I have to prove the following, where $x\geq 1$, $0 < \epsilon< 1$ and $q\in \mathbb{N}$
$$(x + \epsilon)^q \leq x^{q}(1 + 2^{q}\epsilon)$$
My attempt:
We have
$$(x+\epsilon)^q = x^q + \binom{q}{1}x^{q-1}\epsilon + \binom{q}{2}x^{q-2}\epsilon^2 \cdots + \binom{q}{q-1}x\epsilon^{q-1} +\epsilon^q $$
And as $\epsilon <1$ and $q\geq 1$, then $\epsilon^q \leq \epsilon$. Therefore,
\begin{align} (x+\epsilon)^q \leq x^q + \binom{q}{1}x^{q-1}\epsilon + \binom{q}{2}x^{q-2}\epsilon +\cdots + \binom{q}{q-1}x\epsilon +\epsilon \end{align}
In other words,
$$(x+\epsilon)^q \leq x^q +\epsilon\biggl(1+ \binom{q}{1}x^{q-1} + \binom{q}{2}x^{q-2} +\cdots + \binom{q}{q-1}x\biggr)$$
I know that I need to get the sum of the binomial coefficients to get $2^q$ but I can't find a way to deal with the $x$ terms attached to them.
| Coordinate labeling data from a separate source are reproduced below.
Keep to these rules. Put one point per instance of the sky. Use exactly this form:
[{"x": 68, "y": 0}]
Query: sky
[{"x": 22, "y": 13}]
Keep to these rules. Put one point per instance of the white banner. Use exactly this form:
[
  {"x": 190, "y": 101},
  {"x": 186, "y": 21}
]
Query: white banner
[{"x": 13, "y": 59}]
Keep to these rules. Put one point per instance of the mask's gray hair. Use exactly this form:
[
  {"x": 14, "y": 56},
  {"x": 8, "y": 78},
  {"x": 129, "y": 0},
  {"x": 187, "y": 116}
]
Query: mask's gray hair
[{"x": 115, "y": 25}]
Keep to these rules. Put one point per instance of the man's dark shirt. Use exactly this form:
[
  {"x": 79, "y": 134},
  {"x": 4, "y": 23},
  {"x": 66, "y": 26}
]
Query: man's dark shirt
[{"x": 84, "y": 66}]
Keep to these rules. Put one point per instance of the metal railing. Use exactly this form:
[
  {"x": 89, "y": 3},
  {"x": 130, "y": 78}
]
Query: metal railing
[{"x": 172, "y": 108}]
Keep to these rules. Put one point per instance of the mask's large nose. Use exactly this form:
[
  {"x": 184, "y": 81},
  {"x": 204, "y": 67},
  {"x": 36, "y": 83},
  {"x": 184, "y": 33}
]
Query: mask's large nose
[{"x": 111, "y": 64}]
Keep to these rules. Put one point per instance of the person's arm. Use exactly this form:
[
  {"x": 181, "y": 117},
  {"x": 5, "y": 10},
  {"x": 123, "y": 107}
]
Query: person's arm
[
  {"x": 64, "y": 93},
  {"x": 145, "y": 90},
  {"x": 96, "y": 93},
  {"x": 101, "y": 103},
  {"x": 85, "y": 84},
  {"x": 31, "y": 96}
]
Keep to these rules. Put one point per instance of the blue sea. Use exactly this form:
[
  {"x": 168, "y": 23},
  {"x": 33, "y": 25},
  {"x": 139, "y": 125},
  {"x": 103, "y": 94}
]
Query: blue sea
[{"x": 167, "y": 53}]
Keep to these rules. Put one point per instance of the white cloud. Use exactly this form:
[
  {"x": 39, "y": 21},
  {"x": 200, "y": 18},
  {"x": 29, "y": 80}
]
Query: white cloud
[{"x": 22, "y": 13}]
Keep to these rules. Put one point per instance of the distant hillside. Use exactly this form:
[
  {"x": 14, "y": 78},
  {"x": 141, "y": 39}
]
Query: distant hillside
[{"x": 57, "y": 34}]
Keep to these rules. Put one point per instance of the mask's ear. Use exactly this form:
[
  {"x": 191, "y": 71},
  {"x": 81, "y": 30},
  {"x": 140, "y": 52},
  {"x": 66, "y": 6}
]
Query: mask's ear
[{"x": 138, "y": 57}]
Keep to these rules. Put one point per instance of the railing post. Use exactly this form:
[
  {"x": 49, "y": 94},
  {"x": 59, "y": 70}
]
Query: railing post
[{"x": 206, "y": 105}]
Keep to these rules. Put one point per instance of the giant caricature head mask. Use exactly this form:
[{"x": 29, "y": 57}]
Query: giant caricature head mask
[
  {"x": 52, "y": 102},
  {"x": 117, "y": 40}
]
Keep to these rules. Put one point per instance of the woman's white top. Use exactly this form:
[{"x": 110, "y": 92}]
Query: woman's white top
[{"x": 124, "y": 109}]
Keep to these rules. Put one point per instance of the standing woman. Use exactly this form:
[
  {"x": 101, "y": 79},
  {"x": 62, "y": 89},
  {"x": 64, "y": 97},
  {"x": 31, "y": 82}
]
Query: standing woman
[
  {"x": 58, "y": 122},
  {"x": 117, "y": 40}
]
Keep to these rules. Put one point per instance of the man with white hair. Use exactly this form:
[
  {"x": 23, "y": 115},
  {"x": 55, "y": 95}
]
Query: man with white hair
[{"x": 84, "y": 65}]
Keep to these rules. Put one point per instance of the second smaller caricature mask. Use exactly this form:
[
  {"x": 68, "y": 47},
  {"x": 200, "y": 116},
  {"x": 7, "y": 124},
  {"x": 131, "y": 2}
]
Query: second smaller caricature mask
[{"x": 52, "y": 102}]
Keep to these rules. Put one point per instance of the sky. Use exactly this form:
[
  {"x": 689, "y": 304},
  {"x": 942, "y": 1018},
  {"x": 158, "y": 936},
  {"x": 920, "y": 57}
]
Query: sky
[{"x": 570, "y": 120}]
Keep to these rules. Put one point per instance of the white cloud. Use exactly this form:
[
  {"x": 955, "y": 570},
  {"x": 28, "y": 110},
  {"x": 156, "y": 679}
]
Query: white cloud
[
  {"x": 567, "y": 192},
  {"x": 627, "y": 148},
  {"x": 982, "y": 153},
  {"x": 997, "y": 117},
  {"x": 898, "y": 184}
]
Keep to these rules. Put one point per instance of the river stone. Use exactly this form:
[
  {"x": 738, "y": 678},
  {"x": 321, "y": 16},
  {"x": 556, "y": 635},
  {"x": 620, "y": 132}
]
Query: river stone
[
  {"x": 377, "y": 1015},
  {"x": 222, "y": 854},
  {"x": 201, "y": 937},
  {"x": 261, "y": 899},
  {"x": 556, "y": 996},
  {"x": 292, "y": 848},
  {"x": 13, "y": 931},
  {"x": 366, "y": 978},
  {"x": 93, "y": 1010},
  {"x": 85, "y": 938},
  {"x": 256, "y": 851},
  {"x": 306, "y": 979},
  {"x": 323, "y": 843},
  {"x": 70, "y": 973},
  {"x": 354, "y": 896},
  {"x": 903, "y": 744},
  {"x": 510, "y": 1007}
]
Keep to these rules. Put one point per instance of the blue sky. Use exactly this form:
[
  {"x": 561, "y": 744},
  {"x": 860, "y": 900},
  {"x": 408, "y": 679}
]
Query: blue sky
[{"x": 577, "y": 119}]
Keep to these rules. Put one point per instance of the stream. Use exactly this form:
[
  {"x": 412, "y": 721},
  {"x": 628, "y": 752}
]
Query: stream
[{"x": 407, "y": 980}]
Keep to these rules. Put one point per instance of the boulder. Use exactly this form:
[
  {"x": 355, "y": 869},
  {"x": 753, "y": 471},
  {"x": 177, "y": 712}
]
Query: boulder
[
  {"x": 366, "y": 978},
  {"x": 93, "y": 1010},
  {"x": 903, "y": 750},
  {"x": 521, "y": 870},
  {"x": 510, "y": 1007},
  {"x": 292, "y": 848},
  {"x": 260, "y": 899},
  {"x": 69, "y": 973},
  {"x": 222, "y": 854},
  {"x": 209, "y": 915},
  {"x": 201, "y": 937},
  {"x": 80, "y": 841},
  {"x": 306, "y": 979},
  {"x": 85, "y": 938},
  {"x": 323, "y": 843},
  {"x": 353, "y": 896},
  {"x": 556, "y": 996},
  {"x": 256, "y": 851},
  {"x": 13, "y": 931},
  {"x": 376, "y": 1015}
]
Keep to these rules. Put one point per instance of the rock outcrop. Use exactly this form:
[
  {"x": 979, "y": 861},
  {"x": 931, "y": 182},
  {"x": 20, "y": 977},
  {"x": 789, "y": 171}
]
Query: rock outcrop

Any help would be greatly appreciated. Thanks
Hint
Factorizing the RHS of your last expression by $x^q$ yields $$x^q +\epsilon\biggl(1+ \binom{q}{1}x^{q-1} + \binom{q}{2}x^{q-2} +\cdots + \binom{q}{q-1}x\biggr)=x^q\left[1+\varepsilon \left(\frac{1}{x^q}+\binom{q}{1}\frac{1}{x}+...+\binom{q}{q-1}\frac{1}{x^{q-1}}\right)\right].$$
Using the fact that $\frac{1}{x^p}\leq 1$ for all $p\in\mathbb N$ allows you to conclude.